Program: Oral and Poster Abstracts
Session: 722. Clinical Allogeneic Transplantation: Acute and Chronic GVHD, Immune Reconstitution: Poster II
Our previously performed study could demonstrate that monocytes isolated from patients with acute or chronic GvHD grade I-IV (n=13) induced significant higher percentages of IL-17-producing Th17 cells compared to monocytes from healthy donors (n=32) or patients without GvHD after HCT (n=21) (p<0.001). To further investigate the role of monocytes in the pathogenesis of GvHD the influence of classical, non-classical and intermediate monocytes on the induction of pro-inflammatory MDR1+CCR6+CXCR3hiCCR4loCCR10-CD161+ Th17.1 cells was investigated in the present study. Therefore, these monocyte subtypes were isolated from peripheral blood mononuclear cells (PBMCs) by magnetic cell isolation technology and were co-cultured with isolated CD4+ T cells. The obtained results could show that intermediate and non-classical monocytes induced higher percentages of pro-inflammatory MDR1+CCR6+CXCR3hiCCR4loCCR10-CD161+ Th17.1 cells compared to classical monocytes or whole monocyte population. Additionally, the influence of glucocorticoids used for the treatment of patients with GvHD and the Hsp90 inhibitor 17-Dimethylaminoethylamino-17-demethoxygeldanamycin (17-DMAG) was examined on the development of MDR1 expressing Th17.1 cells in vitro. Therefore, monocytes were co-cultured with CD4+ T cells in the presence and absence of prednisolone, dexamethasone and 17-DMAG. First data demonstrated that treatment of these co-cultures with glucocorticoids resulted in elevated levels of induced pro-inflammatory MDR1+Th17.1 cells. In contrast, addition of the Hsp90 inhibitor 17-DMAG to the co-cultures led to decreased levels of these pro-inflammatory Th17 cells compared to the untreated control.
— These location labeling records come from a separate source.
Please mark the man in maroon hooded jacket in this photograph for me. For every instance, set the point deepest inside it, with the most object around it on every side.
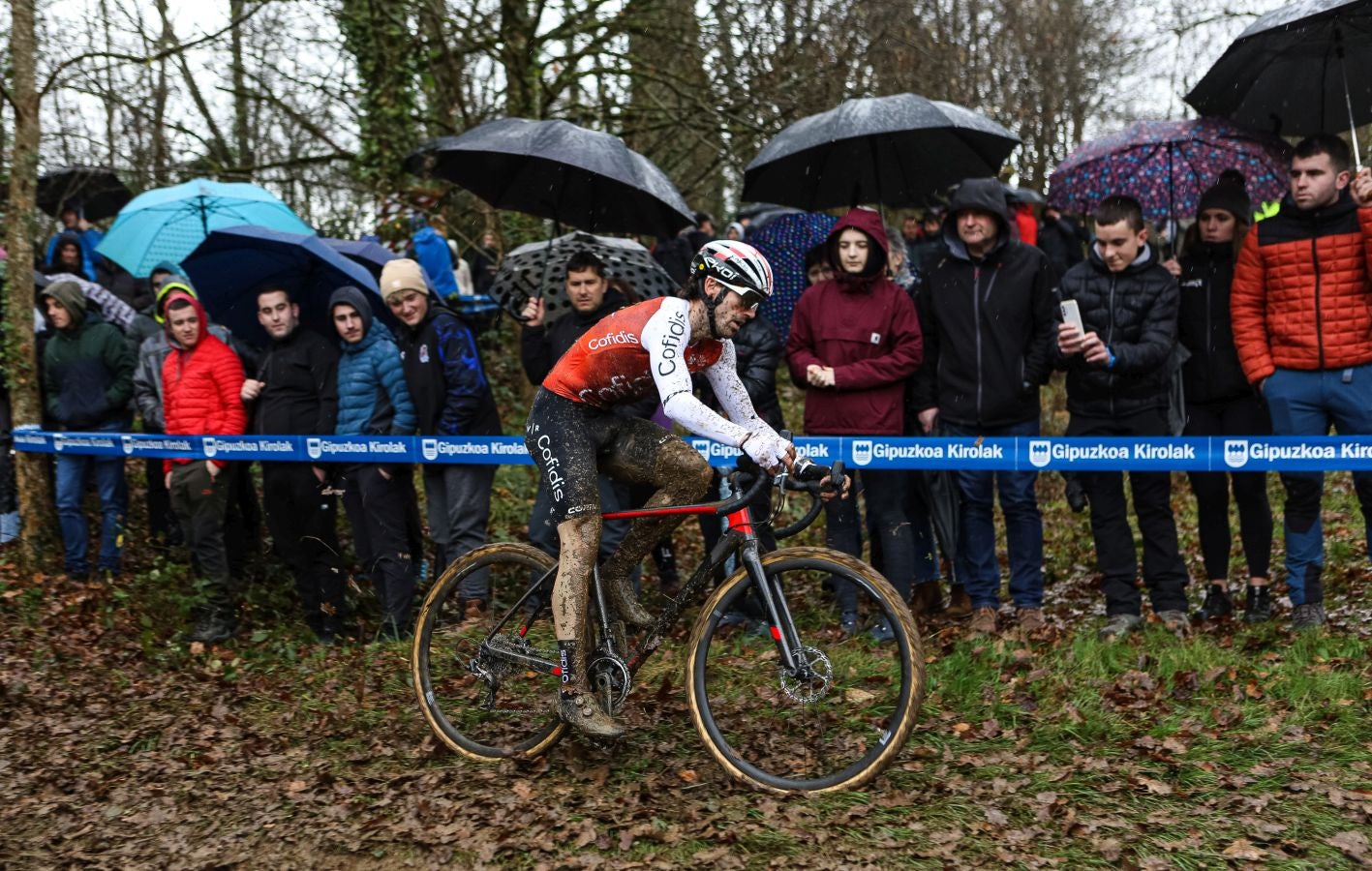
(854, 342)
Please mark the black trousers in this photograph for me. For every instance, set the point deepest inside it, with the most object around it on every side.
(161, 519)
(200, 503)
(1246, 416)
(303, 526)
(1164, 569)
(379, 510)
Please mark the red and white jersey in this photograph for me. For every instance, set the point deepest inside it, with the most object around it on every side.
(614, 362)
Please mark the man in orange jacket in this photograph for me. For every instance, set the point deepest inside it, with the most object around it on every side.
(1302, 322)
(202, 380)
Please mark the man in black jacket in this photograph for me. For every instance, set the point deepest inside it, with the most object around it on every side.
(451, 398)
(988, 325)
(1117, 385)
(541, 347)
(295, 393)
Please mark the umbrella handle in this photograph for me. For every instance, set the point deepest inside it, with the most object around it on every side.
(1348, 98)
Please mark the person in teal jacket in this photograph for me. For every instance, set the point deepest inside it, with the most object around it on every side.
(379, 498)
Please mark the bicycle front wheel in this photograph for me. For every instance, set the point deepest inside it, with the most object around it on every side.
(839, 722)
(480, 699)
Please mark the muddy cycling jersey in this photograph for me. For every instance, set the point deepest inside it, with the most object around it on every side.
(648, 345)
(611, 362)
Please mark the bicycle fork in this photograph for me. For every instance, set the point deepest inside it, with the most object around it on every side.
(779, 621)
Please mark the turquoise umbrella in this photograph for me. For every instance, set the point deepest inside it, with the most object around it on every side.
(168, 223)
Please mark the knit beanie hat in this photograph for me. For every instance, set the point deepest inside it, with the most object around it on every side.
(1228, 194)
(402, 275)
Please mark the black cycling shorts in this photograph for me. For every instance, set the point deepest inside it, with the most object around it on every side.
(571, 442)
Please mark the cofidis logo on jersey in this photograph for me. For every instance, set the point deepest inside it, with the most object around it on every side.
(612, 339)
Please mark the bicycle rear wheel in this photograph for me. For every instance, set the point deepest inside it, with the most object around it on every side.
(835, 729)
(483, 706)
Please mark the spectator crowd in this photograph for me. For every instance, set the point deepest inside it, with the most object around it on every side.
(948, 325)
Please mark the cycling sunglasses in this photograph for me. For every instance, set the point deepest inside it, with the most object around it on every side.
(750, 298)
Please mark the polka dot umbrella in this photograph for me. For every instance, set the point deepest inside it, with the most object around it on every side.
(783, 242)
(1168, 165)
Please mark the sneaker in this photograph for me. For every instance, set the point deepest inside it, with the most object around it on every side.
(1257, 604)
(1217, 604)
(213, 627)
(882, 633)
(582, 712)
(960, 604)
(1118, 626)
(1309, 616)
(1030, 618)
(848, 623)
(927, 598)
(983, 621)
(1174, 621)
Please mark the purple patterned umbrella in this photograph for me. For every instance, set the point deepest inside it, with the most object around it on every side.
(783, 242)
(1167, 165)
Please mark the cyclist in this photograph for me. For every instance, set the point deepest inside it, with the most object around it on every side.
(655, 345)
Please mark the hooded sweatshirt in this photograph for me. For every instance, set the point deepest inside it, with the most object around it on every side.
(202, 385)
(866, 328)
(374, 398)
(1135, 313)
(86, 368)
(85, 243)
(987, 322)
(154, 347)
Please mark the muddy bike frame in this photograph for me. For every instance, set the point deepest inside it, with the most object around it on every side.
(611, 668)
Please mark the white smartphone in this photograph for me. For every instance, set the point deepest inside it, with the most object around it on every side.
(1072, 315)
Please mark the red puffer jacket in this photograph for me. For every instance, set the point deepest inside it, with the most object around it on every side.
(1301, 296)
(866, 328)
(202, 385)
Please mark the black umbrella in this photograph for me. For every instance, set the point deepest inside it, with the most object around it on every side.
(878, 150)
(538, 268)
(558, 170)
(1023, 195)
(95, 190)
(1289, 72)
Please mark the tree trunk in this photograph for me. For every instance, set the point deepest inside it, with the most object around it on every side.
(20, 364)
(242, 107)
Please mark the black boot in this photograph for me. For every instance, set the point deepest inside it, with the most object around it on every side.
(1217, 604)
(1257, 605)
(216, 624)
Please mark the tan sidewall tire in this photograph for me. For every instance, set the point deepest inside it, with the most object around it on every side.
(435, 594)
(915, 664)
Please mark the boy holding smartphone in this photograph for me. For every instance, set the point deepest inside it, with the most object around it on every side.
(1117, 385)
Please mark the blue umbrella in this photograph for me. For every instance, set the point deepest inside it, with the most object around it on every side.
(783, 242)
(371, 255)
(232, 265)
(168, 223)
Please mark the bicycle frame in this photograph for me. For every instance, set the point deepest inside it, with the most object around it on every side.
(740, 538)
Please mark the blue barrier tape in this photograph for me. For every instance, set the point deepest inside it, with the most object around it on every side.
(1144, 454)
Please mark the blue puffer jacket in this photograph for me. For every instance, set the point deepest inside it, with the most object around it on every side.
(372, 394)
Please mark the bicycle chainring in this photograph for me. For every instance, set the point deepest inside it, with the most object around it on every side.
(808, 689)
(609, 677)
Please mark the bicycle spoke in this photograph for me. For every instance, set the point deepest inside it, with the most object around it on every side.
(807, 730)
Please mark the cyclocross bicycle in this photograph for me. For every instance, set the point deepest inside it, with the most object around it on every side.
(785, 703)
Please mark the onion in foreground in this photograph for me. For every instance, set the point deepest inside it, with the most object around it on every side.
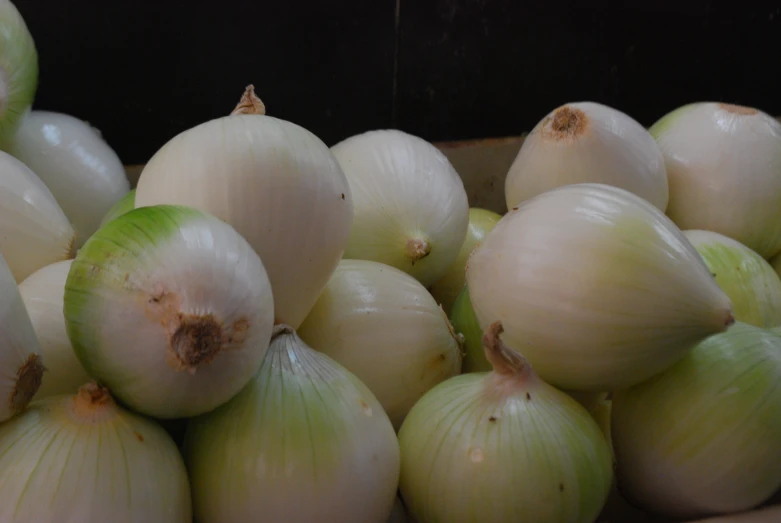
(42, 293)
(724, 168)
(82, 458)
(597, 287)
(304, 441)
(386, 328)
(702, 438)
(587, 142)
(411, 208)
(170, 308)
(81, 170)
(502, 446)
(275, 182)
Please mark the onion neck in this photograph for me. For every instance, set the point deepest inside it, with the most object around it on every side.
(28, 381)
(249, 103)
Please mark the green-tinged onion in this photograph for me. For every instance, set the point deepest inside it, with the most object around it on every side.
(305, 441)
(411, 208)
(276, 183)
(724, 168)
(746, 277)
(82, 458)
(502, 446)
(170, 308)
(18, 69)
(702, 438)
(387, 329)
(587, 142)
(42, 293)
(446, 289)
(21, 363)
(596, 286)
(81, 170)
(125, 204)
(34, 232)
(464, 321)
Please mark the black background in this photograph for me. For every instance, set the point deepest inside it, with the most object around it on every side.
(144, 70)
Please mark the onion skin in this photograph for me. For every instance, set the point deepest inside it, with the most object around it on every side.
(724, 169)
(446, 289)
(701, 439)
(749, 280)
(596, 286)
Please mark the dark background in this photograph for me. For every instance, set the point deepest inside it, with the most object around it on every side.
(144, 70)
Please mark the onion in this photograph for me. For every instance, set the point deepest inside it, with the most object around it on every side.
(748, 279)
(724, 169)
(587, 142)
(170, 308)
(18, 69)
(21, 364)
(34, 231)
(502, 446)
(446, 289)
(702, 438)
(82, 458)
(465, 323)
(384, 327)
(597, 287)
(411, 208)
(305, 441)
(42, 293)
(82, 171)
(276, 183)
(125, 204)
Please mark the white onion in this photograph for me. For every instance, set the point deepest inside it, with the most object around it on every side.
(411, 208)
(305, 441)
(18, 69)
(42, 293)
(81, 170)
(724, 169)
(21, 363)
(702, 438)
(384, 327)
(596, 286)
(170, 308)
(34, 231)
(502, 446)
(748, 279)
(81, 458)
(276, 183)
(587, 142)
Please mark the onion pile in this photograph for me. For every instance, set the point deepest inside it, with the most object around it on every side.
(266, 328)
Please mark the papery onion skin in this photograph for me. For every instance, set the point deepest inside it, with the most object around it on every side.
(42, 293)
(170, 308)
(411, 208)
(701, 439)
(305, 441)
(502, 447)
(748, 279)
(124, 205)
(464, 321)
(276, 183)
(18, 69)
(724, 169)
(34, 231)
(446, 289)
(81, 170)
(596, 286)
(81, 458)
(21, 362)
(386, 328)
(588, 142)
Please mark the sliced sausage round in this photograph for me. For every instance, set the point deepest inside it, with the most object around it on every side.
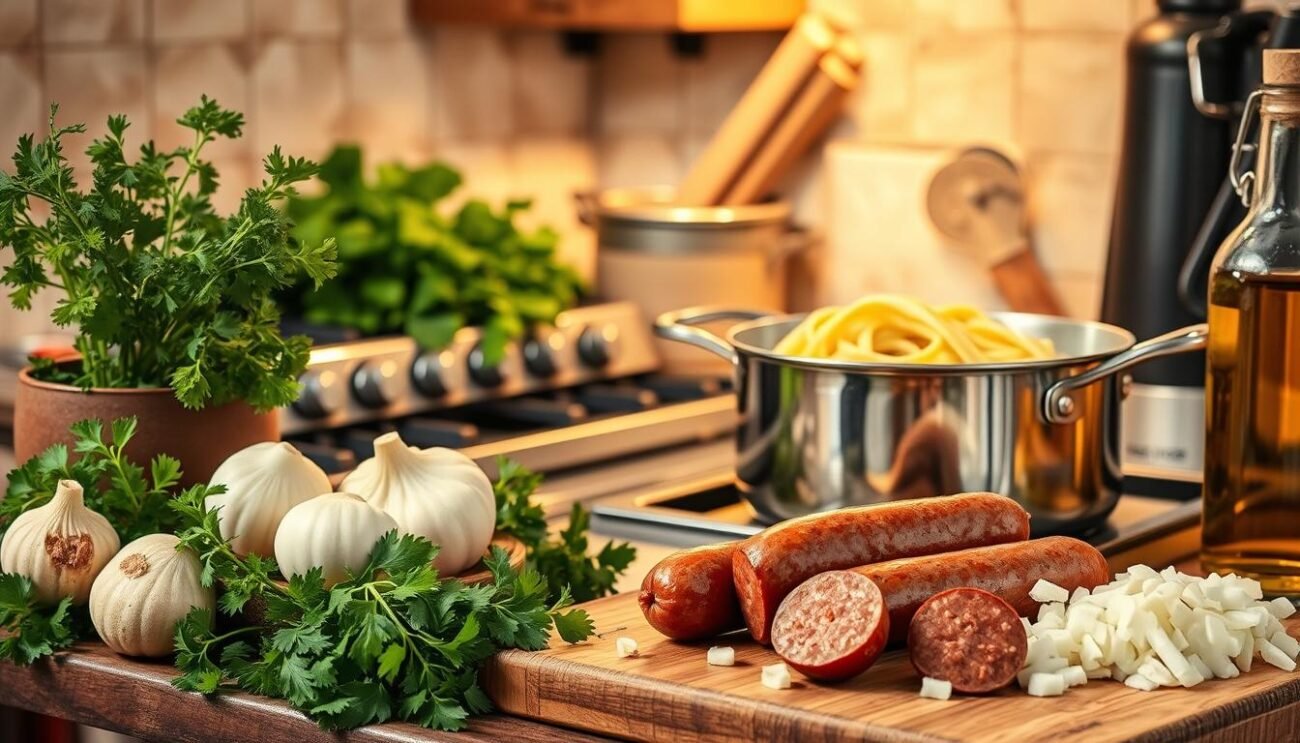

In conclusion, our findings suggest that intermediate and non-classical monocytes trigger the induction of pro-inflammatory MDR1+CCR6+CXCR3hiCCR4loCCR10-CD161+ Th17.1 cells and might therefore play a major role in the pathogenesis of GvHD. While glucocorticoids seem to promote the development of MDR1 expressing Th17.1 cells, the Hsp90 inhibitor 17-DMAG acts anti-inflammatory leading to decreased levels of induced pro-inflammatory Th17 cells. Thus, the chaperone Hsp90 could be an important regulator in monocyte-induced development of pro-inflammatory MDR1+Th17.1 cells and might therefore be a therapeutic target for GvHD.
Disclosures: No relevant conflicts of interest to declare.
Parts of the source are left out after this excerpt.